En su andadura, es obvio, nuestro pensamiento encuentra un día, al paso, al socialismo. No lo margina ni elude su significación. Pero su rigor mental le lleva al análisis. Es un momento en que los intelectuales españoles, acordes en la denuncía, no se aúnan en la propuesta, en ninguna propuesta. Denuncias del marasmo de España, del caciquismo, de la mediocridad, de la pobreza. Pero ¿propuestas de qué? Maeztu se desazona: «En la hora actual no hay programa para los intelec­tuales». Y es así que cada uno se improvisa el suyo. Lo bueno en Maeztu es que él, fiel a su consigna de «esperar sin impacien­cia y trabajar sin desmayo», no quiere improvisaciones. El de­rrote a la izquierda es siempre un recurso para el intelectual. Lo fue en tiempos de la juventud de Maeztu y lo es ahora. Pero Maeztu, que cree que «el ideal no puede consistir sino en in­fundir el infinito en lo finito», objeta al socialismo así: «Tiene que liberarse de su materialismo histórico si ha de limpiarse de su contradicción interna de ser un movimiento ético que niega el poder de la moral».

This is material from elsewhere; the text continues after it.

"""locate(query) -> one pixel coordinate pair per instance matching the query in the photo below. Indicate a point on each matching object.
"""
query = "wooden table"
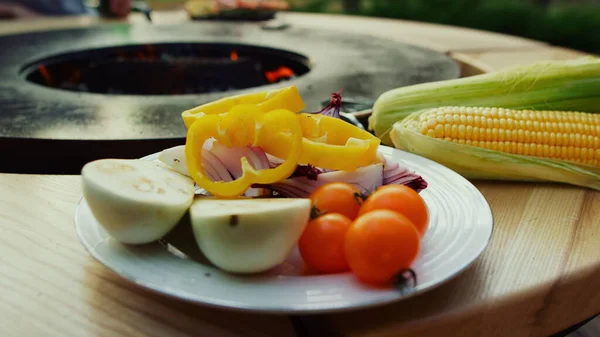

Y es precisamente el problema moral la clave del pensa­miento de Maeztu. En «Don Quijote, Don Juan y la Celestina», Maetzu concluye: «El problema moral no se ha resuelto. Repre­senta la cantidad de desarreglo necesario para impedir que la moralidad se automatice en equilibrio de virtud y recompensa». Empero, aunque nuestro pensador es consciente de que la ética es una tensión y no una entropía, renuncia en seguida a todo subjetivismo e intuye la necesidad del «metro universal». «Si detrás de nuestra tabla de valores —escribe— no hay una escala cósmica, un metro universal; si las estimaciones nuestras no tie­nen más valor universal que las de los gusanos, si no hay un Dios en los cielos, Don Juan tenía razón».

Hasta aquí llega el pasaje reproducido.